RECORDS
In the eighteenth century the system was elaborated by what were known as the Libros Vocandorum. When any one was denounced to a tribunal or came forward spontaneously, his name, description and offence were transmitted to all the other tribunals, which entered them in alphabetical registers, arranged under the first baptismal names. These entries give the name, the date, a brief description of the person, and the nature of the charge, with a blank to be filled in with the result of the trial, which was also reported to all. Thus each tribunal possessed a digested record of the current business of the whole Inquisition, clearly arranged for ready reference, and, as the years passed, it afforded at a glance the means of ascertaining whether any culprit had been in the hands of the Holy Office before, and of facilitating researches into limpieza. The importance of the Libros Vocandorum was so fully recognized that the Suprema required the monthly reports of the fiscal always to specify that they were kept posted up to date. These registers were not arranged uniformly in all the tribunals, but the usual plan was that adopted in Valencia, where there was one general index in two volumes and a third for confessors accused of soliciting women ad turpia in the confessional.[764] Thus all the tribunals co-operated and, with their machinery of commissioners and familiars in almost every town and village, they formed one harmonious organization for the detection and punishment of culprits. Human ingenuity could scarce devise a more perfect system of promptly suppressing all deviations from the standards established by the Inquisition.
CHAPTER III.
UNSALARIED OFFICIALS.
WE have seen, when treating of privileges and exemptions, the distinction drawn between salaried and unsalaried officials. The former, except in the case of physicians and advocates of the accused, were understood to devote all their time to the service of the tribunal. The latter were only called upon incidentally for special work. It is true that the Inquisition was empowered to summon every one for aid, but its service was confidential and its ministers, at least in the later period, had to be of unblemished lineage, so that it was requisite to have at hand those on whom it could rely and whom it could summon at any moment. There was no difficulty in finding men ready to serve without pay. The honor of connection with the Inquisition, the privilege of its fuero in greater or less degree and the assurance of limpieza which it carried with it, rendered applicants for appointment more numerous than positions to be filled. These unsalaried officials consisted of calificadores, consultores, commissioners with their notaries, and familiars.
The functions of the calificador or censor were important. When the sumaria, or preliminary array of evidence against the accused, was collected, the theological points involved were submitted to three or four calificadores, who pronounced whether the acts or words testified to amounted to heresy or suspicion of heresy. If there was doubt or disagreement, another group was called in, to whom the opinions of the first were given, along with the evidence. If the conclusion was that the matter did not concern the Inquisition, the case was dropped or suspended; if it held that there was heresy, expressed or implied, arrest and trial followed. We have seen the working of the system in the cases of Carranza and Villanueva, in both of which it played so momentous a part. In addition to this was the censorship of books. Any work against which suspicion was aroused was submitted to them and, according to their decision, it was approved, expurgated, or suppressed.
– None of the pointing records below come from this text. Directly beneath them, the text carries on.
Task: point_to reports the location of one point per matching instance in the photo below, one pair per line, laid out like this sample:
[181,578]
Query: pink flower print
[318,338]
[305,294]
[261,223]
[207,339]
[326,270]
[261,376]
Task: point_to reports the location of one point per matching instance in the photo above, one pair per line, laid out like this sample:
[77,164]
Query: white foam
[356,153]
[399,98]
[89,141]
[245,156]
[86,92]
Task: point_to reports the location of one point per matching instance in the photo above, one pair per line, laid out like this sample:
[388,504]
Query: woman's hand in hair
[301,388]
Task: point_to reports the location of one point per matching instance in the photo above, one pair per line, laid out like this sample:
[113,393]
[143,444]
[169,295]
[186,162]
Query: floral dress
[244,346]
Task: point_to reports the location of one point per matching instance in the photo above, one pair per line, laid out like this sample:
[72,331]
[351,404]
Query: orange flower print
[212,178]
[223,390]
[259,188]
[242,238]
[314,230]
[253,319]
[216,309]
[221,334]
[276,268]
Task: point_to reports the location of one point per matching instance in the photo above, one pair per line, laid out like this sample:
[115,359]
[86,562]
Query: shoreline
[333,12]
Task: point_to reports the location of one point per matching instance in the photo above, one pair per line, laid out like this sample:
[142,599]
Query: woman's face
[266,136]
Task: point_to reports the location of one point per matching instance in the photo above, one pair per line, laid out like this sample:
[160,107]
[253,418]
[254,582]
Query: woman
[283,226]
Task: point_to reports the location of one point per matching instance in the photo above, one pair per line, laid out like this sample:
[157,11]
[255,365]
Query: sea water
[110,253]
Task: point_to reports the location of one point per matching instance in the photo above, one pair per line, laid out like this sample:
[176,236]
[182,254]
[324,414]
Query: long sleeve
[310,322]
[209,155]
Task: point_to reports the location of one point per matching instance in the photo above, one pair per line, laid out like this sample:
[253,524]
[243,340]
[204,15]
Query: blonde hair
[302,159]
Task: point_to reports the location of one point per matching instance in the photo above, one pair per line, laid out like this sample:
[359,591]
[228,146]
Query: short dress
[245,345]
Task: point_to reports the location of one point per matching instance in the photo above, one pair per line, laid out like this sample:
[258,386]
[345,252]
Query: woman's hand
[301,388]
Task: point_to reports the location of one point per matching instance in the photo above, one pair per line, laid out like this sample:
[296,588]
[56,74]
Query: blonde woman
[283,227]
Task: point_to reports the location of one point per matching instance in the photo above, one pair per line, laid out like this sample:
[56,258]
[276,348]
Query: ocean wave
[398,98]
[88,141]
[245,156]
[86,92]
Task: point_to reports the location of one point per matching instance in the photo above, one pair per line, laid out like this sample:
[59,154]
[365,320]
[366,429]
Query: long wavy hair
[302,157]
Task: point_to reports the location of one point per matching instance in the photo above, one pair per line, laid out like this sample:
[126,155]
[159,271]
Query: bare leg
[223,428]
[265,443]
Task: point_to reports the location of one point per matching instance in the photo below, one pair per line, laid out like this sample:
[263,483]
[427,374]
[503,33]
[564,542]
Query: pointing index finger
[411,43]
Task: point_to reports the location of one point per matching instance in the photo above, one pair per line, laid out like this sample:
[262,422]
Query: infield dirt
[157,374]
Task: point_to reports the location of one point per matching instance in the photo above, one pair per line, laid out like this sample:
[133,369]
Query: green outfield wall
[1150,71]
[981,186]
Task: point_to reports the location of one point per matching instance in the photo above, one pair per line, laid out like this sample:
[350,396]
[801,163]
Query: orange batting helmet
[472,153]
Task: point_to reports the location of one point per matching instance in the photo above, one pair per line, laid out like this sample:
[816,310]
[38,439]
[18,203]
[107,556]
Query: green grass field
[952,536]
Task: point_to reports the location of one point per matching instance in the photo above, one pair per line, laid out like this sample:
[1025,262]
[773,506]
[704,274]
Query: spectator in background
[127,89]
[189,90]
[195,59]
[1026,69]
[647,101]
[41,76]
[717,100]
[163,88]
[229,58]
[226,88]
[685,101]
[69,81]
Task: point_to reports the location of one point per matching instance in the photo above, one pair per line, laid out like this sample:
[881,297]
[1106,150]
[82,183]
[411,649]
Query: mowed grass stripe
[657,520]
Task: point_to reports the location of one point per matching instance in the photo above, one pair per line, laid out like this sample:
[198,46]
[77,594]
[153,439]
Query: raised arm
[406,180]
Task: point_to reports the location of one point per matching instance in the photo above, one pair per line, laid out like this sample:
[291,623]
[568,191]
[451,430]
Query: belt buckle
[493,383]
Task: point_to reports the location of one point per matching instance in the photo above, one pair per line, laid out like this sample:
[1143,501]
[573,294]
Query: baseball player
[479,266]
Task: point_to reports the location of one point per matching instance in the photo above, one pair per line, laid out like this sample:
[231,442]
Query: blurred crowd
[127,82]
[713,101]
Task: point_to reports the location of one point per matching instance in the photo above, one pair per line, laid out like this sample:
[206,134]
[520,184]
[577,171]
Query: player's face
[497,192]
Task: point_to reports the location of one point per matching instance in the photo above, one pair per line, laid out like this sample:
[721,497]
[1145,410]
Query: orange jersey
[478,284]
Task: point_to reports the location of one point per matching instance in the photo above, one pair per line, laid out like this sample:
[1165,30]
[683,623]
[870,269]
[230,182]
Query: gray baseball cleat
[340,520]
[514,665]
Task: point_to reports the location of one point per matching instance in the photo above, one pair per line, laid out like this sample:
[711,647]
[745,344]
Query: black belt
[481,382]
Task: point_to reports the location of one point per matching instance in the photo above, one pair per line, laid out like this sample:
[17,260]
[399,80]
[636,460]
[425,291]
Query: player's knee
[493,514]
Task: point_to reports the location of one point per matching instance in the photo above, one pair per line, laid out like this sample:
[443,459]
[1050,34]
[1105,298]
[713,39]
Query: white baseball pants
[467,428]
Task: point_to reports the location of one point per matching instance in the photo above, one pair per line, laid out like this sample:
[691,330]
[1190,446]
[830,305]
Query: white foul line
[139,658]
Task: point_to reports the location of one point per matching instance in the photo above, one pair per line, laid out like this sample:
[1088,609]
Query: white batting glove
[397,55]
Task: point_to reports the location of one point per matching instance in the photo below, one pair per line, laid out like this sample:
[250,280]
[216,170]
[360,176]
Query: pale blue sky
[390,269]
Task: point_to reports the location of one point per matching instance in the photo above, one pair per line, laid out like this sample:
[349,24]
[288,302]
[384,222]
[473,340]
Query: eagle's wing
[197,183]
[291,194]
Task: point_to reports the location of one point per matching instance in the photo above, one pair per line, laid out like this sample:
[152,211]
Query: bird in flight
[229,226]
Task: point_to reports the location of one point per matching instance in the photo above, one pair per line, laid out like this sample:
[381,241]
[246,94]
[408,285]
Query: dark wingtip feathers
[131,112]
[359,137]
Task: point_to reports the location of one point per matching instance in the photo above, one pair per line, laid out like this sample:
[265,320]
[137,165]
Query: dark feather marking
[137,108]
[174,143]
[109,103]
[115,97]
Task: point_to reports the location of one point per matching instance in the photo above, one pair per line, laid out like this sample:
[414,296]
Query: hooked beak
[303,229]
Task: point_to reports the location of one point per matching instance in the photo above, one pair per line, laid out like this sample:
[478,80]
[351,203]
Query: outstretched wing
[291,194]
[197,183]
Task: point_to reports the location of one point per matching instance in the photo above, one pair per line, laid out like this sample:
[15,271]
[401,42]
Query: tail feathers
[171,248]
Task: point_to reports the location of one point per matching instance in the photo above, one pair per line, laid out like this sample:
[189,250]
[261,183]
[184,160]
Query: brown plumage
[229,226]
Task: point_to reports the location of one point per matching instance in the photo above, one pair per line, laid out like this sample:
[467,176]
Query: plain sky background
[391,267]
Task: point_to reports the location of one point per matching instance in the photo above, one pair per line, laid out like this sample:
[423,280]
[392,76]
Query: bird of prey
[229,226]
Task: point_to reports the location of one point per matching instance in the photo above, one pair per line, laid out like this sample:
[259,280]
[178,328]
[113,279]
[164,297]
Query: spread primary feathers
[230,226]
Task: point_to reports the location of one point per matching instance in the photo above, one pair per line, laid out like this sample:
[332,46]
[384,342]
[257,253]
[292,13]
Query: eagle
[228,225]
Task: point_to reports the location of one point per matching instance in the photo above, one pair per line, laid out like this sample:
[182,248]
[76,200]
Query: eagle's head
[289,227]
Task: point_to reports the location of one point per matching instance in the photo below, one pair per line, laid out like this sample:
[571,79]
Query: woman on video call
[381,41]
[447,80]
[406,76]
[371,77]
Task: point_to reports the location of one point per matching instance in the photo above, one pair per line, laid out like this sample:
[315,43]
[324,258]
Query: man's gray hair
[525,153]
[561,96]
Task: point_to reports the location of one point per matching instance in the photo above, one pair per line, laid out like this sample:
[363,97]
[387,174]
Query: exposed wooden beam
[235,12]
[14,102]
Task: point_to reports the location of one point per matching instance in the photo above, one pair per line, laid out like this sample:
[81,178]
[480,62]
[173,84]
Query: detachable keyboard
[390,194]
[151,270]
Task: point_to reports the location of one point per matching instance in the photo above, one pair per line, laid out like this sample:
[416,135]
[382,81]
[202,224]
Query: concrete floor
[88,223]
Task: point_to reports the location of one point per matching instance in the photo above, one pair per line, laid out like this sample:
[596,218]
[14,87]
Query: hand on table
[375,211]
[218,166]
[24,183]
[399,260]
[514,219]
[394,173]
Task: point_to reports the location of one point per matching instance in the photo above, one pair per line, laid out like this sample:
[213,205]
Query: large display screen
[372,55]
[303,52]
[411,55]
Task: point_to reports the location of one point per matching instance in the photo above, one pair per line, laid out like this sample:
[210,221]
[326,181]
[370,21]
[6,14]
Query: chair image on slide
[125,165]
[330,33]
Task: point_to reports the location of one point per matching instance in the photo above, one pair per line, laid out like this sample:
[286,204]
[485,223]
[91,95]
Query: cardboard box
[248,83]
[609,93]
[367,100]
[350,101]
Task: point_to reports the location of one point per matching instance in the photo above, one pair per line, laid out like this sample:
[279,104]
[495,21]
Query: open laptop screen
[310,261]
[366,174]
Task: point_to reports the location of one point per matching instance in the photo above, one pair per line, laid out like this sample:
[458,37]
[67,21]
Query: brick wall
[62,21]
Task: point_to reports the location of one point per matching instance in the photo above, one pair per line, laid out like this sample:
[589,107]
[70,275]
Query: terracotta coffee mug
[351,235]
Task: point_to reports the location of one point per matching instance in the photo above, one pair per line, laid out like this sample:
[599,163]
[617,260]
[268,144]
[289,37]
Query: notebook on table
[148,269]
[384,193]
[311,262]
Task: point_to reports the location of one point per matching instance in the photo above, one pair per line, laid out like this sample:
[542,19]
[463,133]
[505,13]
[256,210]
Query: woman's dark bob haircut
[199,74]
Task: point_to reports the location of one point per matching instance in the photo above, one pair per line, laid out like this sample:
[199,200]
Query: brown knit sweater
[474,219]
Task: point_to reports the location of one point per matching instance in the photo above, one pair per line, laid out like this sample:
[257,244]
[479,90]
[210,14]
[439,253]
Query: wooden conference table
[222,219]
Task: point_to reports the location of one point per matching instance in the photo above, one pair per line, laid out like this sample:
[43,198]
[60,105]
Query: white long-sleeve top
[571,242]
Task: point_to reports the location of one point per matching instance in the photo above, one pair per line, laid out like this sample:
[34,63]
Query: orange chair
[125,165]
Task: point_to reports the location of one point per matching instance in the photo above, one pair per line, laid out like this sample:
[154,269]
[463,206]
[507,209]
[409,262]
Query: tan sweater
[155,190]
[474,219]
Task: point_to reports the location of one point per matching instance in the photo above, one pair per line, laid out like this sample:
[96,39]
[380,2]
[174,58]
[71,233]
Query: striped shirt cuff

To perform these duties properly required learned theologians, and they seem to have enjoyed the opportunity of displaying their erudition in prolix and elaborate opinions, developing vast ingenuity in discovering traces of the beliefs of the Marcionites and Carpocratians and other forgotten heresies in the careless propositions submitted to their criticism. As a matter of course only ecclesiastics were eligible and, in 1627, the minimum age was fixed at forty-five.[765] The duties of this profitless office were not light, if we may believe the experienced Fray Maestro Alvarado. In 1811 he complains that, if a book is sent to a calificador, no matter what his other engagements may be, he must devote a month or two to reading it and forming a judgement, expressed in an elaborate opinion, such as would command for a lawyer two or three thousand reales. Or, some modern philosopher utters scandals and the calificador must investigate his words and acts and point out the errors as a guide for the inquisitor; if a trial follows, the calificador must wait on the tribunal and rack his brains to decide whether the culprit’s explanations are valid; if he is contumacious, conferences must be held with him until he is converted or found incapable of conversion, and all this without recompense.[766]
The calificador was thus an important and laborious assistant in the current work of the tribunal, and it is somewhat remarkable that, although reckoned among the officials, with a recognised place in public functions, there should be doubt whether he was entitled to the fuero. Yet, in 1662, when Doctor Vicente Cortes, a cathedral canon and calificador of the Valencia tribunal, was involved in a suit, it declined to defend him. It reported to the Suprema that it was ignorant whether calificadores were entitled to the fuero and the Council replied, asking on what ground the privilege was claimed.[767]